SRFM — Surf Air Mobility Inc.

NYSE


Q4 2025 Earnings Call Summary

March 12, 2026

Summary of Surf Air Mobility Inc. Q4 2025 Earnings Call

1. Key Financial Results and Metrics

  • Q4 2025 Revenue: $26.4 million, within guidance of $25.5 million to $27.5 million, but a 9% decrease sequentially and a 6% decrease year-over-year.
  • Full Year 2025 Revenue: $106.6 million, meeting guidance of exceeding $105 million, an 11% decrease from 2024.
  • Adjusted EBITDA Loss: Q4 loss of approximately $8 million, improving 19% year-over-year; full year loss of $41.7 million, a 5% improvement from 2024.
  • Operational Metrics: Controllable completion factor improved to 98% in 2025 from 89% in 2024; on-time departures rose to 72% from 62%.

2. Strategic Updates and Business Highlights

  • Transition to Growth: The company is pivoting from stabilization to growth, with a 20-30% revenue increase expected for 2026, excluding early electric aircraft deployment.
  • Operational Improvements: Significant enhancements in airline operations led to full-year profitability (positive adjusted EBITDA) for the airline segment.
  • Surf OS Development: Continued investment in Surf OS software, with plans for commercialization in 2026; partnerships with Palantir to enhance software capabilities.
  • Beta Technologies Partnership: A strategic partnership to introduce electric aircraft, with a firm order for 25 Beta aircraft and an option for 75 more, aimed at improving operational efficiency and profitability.

3. Forward Guidance and Outlook

  • 2026 Revenue Guidance: Expected to be between $128 million and $138 million, reflecting a 20-30% year-over-year growth.
  • Adjusted EBITDA Loss for 2026: Projected to be between $40 million and $50 million, driven by investments in strategic initiatives and Surf OS rollout.
  • Q1 2026 Revenue Guidance: Anticipated between $24 million and $26 million, with adjusted EBITDA loss between $15.5 million and $13.5 million.
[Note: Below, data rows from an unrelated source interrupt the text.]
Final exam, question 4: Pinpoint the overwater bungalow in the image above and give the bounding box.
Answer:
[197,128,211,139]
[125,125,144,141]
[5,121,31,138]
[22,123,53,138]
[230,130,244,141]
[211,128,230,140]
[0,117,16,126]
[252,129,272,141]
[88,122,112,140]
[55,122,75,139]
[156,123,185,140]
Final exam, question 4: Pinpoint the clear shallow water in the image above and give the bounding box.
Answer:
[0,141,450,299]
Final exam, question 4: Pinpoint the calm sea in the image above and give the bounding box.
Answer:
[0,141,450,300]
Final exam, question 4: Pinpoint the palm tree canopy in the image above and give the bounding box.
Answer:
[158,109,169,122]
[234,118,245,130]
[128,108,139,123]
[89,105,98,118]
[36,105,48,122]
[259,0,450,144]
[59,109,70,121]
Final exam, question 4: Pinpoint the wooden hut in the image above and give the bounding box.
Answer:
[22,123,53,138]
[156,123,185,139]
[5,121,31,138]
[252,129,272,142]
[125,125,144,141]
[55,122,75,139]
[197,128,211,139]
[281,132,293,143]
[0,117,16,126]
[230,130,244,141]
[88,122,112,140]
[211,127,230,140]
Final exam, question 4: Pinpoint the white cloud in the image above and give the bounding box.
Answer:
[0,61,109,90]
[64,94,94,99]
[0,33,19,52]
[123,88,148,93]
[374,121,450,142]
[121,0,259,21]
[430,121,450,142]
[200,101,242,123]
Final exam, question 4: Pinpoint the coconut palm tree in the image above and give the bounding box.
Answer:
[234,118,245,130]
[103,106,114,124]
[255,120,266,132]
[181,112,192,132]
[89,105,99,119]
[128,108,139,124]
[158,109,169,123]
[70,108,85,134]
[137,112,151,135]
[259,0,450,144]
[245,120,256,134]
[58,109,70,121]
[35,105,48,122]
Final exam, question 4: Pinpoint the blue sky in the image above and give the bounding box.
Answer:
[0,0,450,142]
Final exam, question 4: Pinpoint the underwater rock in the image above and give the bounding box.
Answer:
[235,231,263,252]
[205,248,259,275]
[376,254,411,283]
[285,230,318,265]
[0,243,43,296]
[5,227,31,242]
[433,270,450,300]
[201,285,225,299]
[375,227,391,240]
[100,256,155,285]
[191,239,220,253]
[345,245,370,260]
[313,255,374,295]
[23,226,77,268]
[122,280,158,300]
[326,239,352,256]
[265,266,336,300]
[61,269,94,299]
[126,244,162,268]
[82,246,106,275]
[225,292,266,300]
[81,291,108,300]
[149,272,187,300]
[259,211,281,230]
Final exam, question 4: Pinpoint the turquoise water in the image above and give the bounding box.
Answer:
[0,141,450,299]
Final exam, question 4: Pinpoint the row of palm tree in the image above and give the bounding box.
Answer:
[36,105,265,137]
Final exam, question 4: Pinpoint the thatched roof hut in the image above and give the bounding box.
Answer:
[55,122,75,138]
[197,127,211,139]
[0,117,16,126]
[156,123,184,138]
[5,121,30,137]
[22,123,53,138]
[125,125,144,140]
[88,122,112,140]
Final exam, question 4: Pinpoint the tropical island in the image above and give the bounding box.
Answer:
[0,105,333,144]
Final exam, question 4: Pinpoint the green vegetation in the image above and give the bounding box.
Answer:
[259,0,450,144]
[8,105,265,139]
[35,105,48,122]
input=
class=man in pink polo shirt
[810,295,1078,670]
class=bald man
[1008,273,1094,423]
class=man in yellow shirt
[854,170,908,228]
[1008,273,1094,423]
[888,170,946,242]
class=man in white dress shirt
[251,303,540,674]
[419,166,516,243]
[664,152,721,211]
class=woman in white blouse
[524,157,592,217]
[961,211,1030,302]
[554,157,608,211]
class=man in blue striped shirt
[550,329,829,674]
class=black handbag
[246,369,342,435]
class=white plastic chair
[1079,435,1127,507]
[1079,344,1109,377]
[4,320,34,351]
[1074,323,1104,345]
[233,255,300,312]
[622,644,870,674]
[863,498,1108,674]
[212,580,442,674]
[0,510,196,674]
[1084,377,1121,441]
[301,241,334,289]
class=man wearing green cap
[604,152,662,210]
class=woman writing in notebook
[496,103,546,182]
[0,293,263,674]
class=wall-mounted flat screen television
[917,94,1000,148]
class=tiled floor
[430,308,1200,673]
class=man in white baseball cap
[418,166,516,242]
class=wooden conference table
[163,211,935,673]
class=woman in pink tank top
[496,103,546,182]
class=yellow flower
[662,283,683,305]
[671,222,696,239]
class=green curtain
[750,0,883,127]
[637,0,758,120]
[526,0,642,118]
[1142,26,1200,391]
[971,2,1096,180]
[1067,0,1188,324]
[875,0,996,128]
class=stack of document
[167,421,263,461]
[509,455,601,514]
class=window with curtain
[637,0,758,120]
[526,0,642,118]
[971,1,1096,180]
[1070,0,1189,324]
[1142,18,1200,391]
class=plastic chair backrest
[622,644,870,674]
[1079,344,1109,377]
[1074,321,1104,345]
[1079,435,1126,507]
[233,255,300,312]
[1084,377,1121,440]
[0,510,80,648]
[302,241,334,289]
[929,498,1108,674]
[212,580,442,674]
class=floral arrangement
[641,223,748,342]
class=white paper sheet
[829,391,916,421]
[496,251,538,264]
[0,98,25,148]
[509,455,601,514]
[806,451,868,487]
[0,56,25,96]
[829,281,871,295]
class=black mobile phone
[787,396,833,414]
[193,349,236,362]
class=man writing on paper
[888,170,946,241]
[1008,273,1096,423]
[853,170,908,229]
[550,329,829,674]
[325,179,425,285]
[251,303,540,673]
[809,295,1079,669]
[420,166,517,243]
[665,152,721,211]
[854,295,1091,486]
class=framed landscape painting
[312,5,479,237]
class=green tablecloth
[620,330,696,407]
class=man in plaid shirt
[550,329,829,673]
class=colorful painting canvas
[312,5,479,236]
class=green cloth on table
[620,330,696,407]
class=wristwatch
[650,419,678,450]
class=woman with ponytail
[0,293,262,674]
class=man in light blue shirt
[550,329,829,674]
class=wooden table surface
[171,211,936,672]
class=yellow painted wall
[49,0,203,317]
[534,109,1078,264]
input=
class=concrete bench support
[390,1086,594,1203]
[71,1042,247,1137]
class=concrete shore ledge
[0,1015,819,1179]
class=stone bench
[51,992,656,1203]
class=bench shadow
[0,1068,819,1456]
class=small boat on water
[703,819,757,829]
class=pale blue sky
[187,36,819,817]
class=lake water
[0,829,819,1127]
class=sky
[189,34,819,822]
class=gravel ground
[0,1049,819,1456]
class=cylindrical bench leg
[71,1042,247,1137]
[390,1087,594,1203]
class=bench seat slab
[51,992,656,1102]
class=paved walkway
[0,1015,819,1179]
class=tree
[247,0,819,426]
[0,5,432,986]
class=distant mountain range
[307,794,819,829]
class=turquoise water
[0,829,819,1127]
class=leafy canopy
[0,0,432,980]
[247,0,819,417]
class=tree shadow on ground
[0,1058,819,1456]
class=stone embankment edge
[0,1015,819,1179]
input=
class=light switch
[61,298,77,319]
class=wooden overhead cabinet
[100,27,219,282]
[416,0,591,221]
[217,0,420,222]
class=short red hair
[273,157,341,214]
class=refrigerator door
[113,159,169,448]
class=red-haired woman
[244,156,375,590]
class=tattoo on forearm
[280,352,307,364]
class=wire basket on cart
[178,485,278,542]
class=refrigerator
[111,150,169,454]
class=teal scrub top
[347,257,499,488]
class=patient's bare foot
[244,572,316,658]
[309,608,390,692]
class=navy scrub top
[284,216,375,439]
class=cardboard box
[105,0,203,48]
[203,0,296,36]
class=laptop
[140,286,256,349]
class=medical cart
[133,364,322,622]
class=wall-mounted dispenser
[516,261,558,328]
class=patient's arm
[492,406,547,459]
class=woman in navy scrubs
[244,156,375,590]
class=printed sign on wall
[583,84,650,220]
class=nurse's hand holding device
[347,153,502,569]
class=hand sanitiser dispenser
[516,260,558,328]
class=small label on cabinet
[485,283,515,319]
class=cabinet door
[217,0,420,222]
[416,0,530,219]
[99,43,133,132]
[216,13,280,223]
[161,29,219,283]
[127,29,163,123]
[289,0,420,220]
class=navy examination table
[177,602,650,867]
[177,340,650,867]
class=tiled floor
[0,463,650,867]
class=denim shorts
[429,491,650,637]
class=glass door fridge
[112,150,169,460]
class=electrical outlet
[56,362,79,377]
4. Bad News, Challenges, or Points of Concern

  • Revenue Declines: Notable decreases in scheduled service revenue due to exiting unprofitable routes, which impacted overall revenue figures.
  • Continued Adjusted EBITDA Loss: Despite improvements, the company still expects significant losses in adjusted EBITDA as it invests heavily in growth initiatives.
  • Operational Risks: Dependence on the successful rollout and adoption of Surf OS and electric aircraft, with potential regulatory hurdles and market competition posing risks to execution.

5. Notable Q&A Insights

  • Surf OS Investment: Clarified that significant investments are being made in software development and sales pipeline, with expectations for revenue generation in the second half of 2026.
  • Beta Aircraft Economics: Anticipated 30% improvement in operating costs from electric aircraft, primarily through reduced fuel and maintenance costs.
  • Geographic Expansion: While specific targets were not disclosed, the company indicated existing networks could facilitate quicker adoption of electric aircraft in various markets.
  • On-Demand Charter Growth: The on-demand charter segment is the fastest-growing part of the business, with expectations for significant revenue contributions in 2026.

Overall, Surf Air Mobility Inc. is transitioning into a growth phase with strategic investments in technology and partnerships, despite facing challenges related to revenue declines and ongoing operational losses.